Obviously, it would no longer be necessary to use different port numbers on different servers. We have chosen to keep all port numbers in comparison to the local setup to minimize the necessary changes.

If you want to setup secondaries, the following commands will do the job:

On 192.168.1.2:

curl -f -X PUT --data '{"primary": "DBServer001", "oldSecondary": "none", "newSecondary": "Secondary001"}' -H "Content-Type: application/json" http://192.168.1.3:8531/_admin/cluster/replaceSecondary && arangod --server.authentication=false --server.endpoint tcp://0.0.0.0:8629 --cluster.my-id Secondary001 --cluster.my-address tcp://192.168.1.2:8629 --cluster.agency-endpoint tcp://192.168.1.1:5001 --cluster.agency-endpoint tcp://192.168.1.2:5001 --cluster.agency-endpoint tcp://192.168.1.3:5001 --database.directory secondary1 &

On 192.168.1.1:

curl -f -X PUT --data '{"primary": "DBServer002", "oldSecondary": "none", "newSecondary": "Secondary002"}' -H "Content-Type: application/json" http://localhost:8531/_admin/cluster/replaceSecondary && arangod --server.authentication=false --server.endpoint tcp://0.0.0.0:8630 --cluster.my-id Secondary002 --cluster.my-address tcp://192.168.1.1:8630 --cluster.agency-endpoint tcp://192.168.1.1:5001 --cluster.agency-endpoint tcp://192.168.1.2:5001 --cluster.agency-endpoint tcp://192.168.1.3:5001 --database.directory secondary2 &

Note that we have started the Secondary002 on the same machine as DBServer001 and Secondary001 on the same machine as DBServer002 to avoid that a complete pair is lost when a machine fails.

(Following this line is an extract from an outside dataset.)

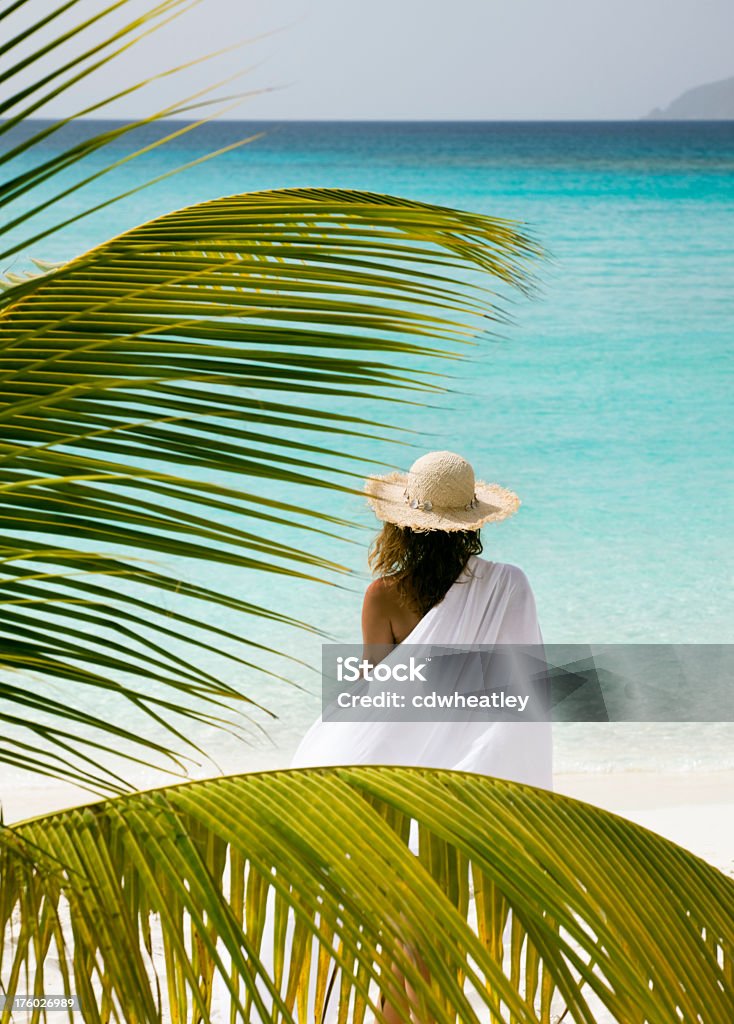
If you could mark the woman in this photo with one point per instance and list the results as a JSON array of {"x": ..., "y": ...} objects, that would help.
[{"x": 433, "y": 588}]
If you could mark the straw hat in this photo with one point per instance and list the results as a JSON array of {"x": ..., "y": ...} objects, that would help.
[{"x": 439, "y": 493}]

Furthermore, note that ArangoDB does not yet perform automatic failover to the secondary, if a primary fails. This only works in the Apache Mesos setting. For synchronous replication, automatic failover always works and you do not need to setup secondaries for this.

After having swallowed these longish commands, we hope that you appreciate the simplicity of the setup with Apache Mesos and DC/OS.